Sales Support: Just Enough, Just in Time
Double-Bind
Two different aspects of the sales workforce are creating interesting challenges for sales enablement and sales training today:
- Most businesses support five different generations of people on their sales team, from recent college graduates who can’t remember a world without Internet, to workers in their 50s and 60s who grew up in vastly different technological landscapes.
- The sales enablement landscape is evolving very rapidly. Tools and technologies that were difficult to conceive a couple years ago, such as predictive enablement, are rapidly becoming a reality—or have arrived already.
Supporting these generations of workers—with their differing baselines in tech savviness, expectations and learning styles—can be a challenge. How do we help such disparate groups level up their skills so they can hold better conversations of value in the face of such rapid change?
By blending some smart new technology with tried and true learning methods to provide just the right support, just in time. Try these three tips:
- Provide bite-sized content.
Attention spans are getting shorter. (Thanks, Internet!) In fact, one study has shown that our attention spans have shrunk to about eight seconds. Eight.
And that’s only part of the battle. Once we get someone’s attention, we need to make it easy to store in their memory centers, and equally important, easy to retrieve from that memory.
Bite-sized support content and training bursts are ideal for this purpose. Not only do they cater to abbreviated attention spans, they’re easier to look up in the moment sellers need them, and don’t overwhelm working memory with irrelevant content. All this amounts to support that sellers can really use, right when they need it.
Have an 80-page sales playbook or training PDF? Distill it down to the most important points, then modularize it into bite-sized chunks by topic. Your sellers will thank you.
- Make support part of the workflow.
Gartner has estimated in the past that enterprises average six content repositories. Combine that with goldfish-level attention spans, and you have reps hopping from repository to repository, trying to look for what they need before giving up and using outdated material—or worse, winging it.
The solution: make your content accessible right within your CRM, where your sellers spend most of their time. Instead of pulling them out of the prospect or account record, technologies like Guided Selling™ can serve predictive content and support to sellers based on transaction attributes such as sales stage and prospect data.
Providing this information right within the sales context—so it’s available before, during and after sales calls—not only helps sellers right when they need it, it increases their ability to recall that information the next time.
- Serve up information as stories, analogies and examples.
Humans are storytelling creatures. In fact, stories are so hardwired in us that they’re memorable in a way that a jumble of data or a string of procedures aren’t.
Need to get across some nuances about selling technique? Try creating a video that provides sellers with a scenario they can model. Have some tricky points of competitive differentiation you’d like your sellers to learn? Give them some examples that illustrate those differences concretely.

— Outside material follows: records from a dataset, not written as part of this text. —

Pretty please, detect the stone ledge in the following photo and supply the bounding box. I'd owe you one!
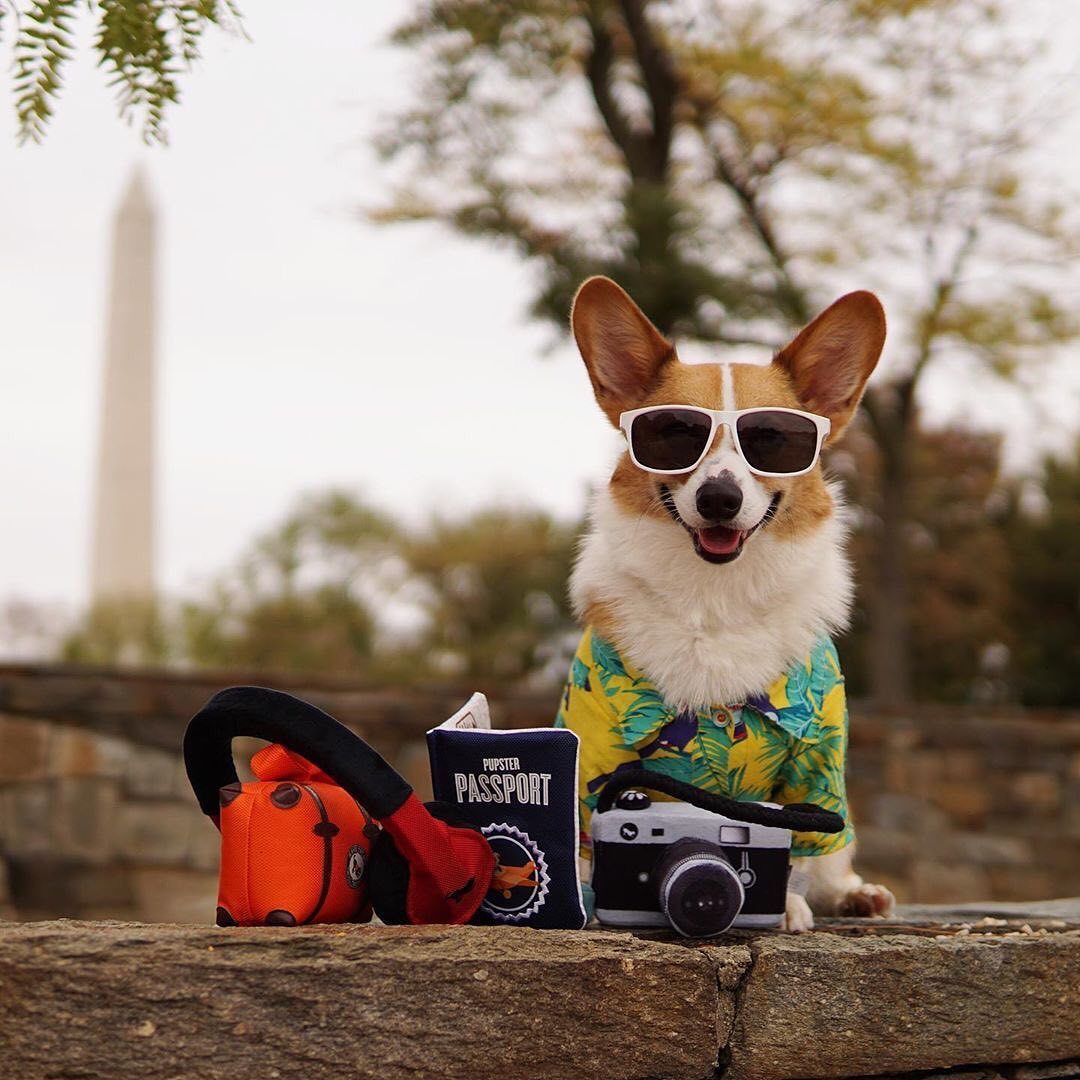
[0,920,1080,1080]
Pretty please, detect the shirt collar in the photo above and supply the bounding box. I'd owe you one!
[593,632,825,747]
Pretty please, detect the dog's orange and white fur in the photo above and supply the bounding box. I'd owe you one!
[570,278,893,931]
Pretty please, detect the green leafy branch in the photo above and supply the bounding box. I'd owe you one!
[0,0,242,143]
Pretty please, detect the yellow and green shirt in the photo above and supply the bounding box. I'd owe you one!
[555,627,854,858]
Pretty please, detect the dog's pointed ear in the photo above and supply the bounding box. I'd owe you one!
[773,292,885,442]
[570,278,675,428]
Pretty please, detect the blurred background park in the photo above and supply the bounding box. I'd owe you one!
[0,0,1080,917]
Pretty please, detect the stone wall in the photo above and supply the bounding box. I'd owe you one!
[0,912,1080,1080]
[0,666,1080,922]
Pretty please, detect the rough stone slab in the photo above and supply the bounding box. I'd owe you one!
[725,931,1080,1080]
[896,896,1080,924]
[0,921,734,1080]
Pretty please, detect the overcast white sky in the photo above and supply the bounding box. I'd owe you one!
[0,0,1080,604]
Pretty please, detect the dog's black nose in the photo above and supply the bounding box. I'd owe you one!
[697,476,742,522]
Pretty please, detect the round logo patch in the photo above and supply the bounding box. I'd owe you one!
[481,823,550,922]
[345,843,367,889]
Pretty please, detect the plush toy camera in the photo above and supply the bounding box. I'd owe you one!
[592,769,843,937]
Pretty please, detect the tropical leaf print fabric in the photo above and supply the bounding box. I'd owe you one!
[555,627,854,858]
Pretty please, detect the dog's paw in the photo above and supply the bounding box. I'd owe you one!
[780,892,813,934]
[836,885,896,918]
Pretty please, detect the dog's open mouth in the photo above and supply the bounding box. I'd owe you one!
[693,525,750,558]
[660,485,783,563]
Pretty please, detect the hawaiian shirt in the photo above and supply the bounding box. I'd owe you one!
[555,627,854,859]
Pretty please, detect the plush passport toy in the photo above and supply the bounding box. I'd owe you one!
[184,686,495,924]
[428,693,588,930]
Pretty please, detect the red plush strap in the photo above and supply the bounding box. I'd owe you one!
[382,795,495,923]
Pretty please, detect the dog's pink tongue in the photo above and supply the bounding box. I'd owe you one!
[698,525,742,555]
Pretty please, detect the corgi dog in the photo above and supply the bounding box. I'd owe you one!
[556,278,894,931]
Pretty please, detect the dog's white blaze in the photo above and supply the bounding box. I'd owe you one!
[570,488,853,707]
[674,364,772,531]
[720,364,739,409]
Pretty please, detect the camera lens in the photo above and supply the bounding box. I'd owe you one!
[654,839,744,937]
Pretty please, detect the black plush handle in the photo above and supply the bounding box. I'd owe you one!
[184,686,413,819]
[596,769,843,833]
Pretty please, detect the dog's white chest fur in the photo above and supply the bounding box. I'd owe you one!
[570,489,852,708]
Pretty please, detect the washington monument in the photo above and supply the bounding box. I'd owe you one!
[91,170,156,604]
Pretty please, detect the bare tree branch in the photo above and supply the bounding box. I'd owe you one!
[619,0,678,180]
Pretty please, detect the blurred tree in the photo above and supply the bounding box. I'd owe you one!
[0,0,240,143]
[59,599,172,667]
[402,510,580,680]
[832,421,1015,702]
[63,491,578,683]
[1005,443,1080,707]
[375,0,1078,702]
[178,491,401,674]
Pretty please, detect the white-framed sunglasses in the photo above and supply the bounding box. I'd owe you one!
[619,405,832,476]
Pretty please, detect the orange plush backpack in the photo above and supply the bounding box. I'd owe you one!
[184,686,496,926]
[217,743,379,927]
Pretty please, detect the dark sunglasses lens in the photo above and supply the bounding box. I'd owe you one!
[630,408,713,470]
[738,410,818,473]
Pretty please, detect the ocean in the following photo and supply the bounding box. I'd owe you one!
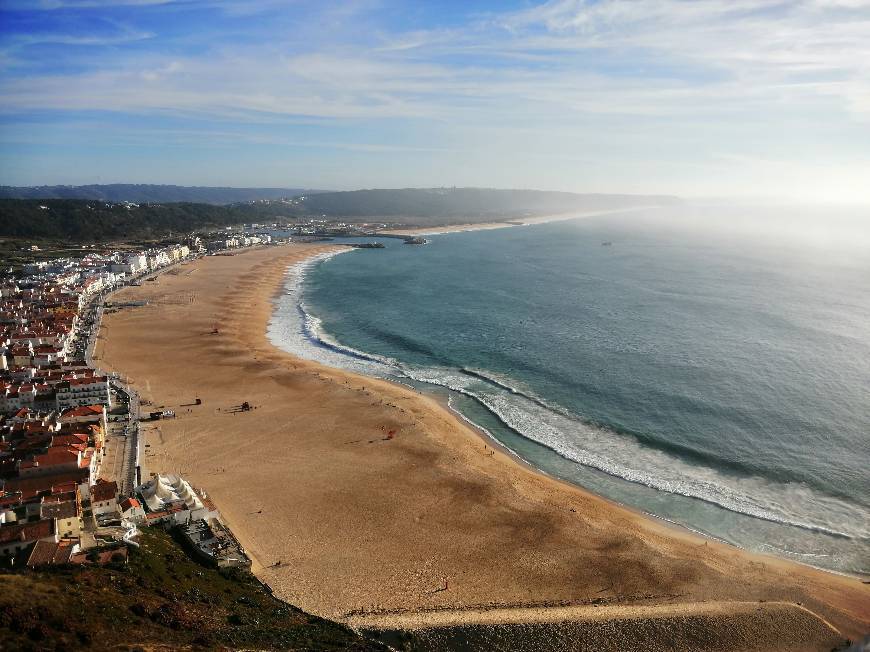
[270,205,870,575]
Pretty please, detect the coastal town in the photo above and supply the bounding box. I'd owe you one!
[0,232,272,568]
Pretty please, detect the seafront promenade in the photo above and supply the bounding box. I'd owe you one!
[98,245,870,649]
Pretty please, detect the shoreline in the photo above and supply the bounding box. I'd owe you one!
[95,245,870,632]
[267,242,870,581]
[378,206,659,235]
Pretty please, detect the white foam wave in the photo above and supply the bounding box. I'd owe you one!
[269,255,870,539]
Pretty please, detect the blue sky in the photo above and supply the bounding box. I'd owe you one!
[0,0,870,202]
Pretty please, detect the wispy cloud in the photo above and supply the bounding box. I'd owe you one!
[0,0,870,199]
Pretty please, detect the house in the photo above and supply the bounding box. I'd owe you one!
[40,501,82,539]
[120,498,145,523]
[55,376,112,410]
[27,541,79,568]
[0,519,59,557]
[90,480,118,516]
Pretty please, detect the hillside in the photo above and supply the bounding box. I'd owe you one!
[0,183,316,204]
[0,528,385,652]
[298,188,679,223]
[0,188,679,242]
[0,199,289,242]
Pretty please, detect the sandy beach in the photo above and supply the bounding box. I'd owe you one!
[381,206,655,235]
[96,244,870,650]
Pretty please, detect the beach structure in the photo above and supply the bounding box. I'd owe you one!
[136,474,218,525]
[180,518,251,568]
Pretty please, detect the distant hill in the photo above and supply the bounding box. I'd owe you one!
[298,188,680,223]
[0,186,679,242]
[0,183,317,204]
[0,199,293,242]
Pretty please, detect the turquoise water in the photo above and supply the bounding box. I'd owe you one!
[271,207,870,574]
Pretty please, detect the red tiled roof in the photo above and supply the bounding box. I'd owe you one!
[27,541,73,568]
[0,520,54,544]
[91,480,118,502]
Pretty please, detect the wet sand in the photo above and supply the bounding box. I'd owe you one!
[97,245,870,649]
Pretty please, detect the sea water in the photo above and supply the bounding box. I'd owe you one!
[270,206,870,574]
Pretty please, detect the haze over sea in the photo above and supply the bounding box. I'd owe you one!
[270,205,870,574]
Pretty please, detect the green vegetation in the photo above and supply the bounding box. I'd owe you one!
[0,186,679,243]
[0,183,311,204]
[0,529,385,652]
[0,199,296,242]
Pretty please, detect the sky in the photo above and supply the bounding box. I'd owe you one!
[0,0,870,203]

New technology can help you spread more information faster, but what use is it if people don’t or can’t use it? Use the thousands upon thousands of years of evolution that have predisposed people to storytelling to your advantage.
Getting to truly effective sales enablement
In an era where buyers have become more sophisticated and savvy to the buying process, your sellers need a solid information strategy so they can be better equipped to succeed no matter what stage they encounter the buyer, what generation they belong to or what role they play. Providing information in smaller bursts based on how your sellers learn, retain and use information could be just what you need to keep your business in the lead.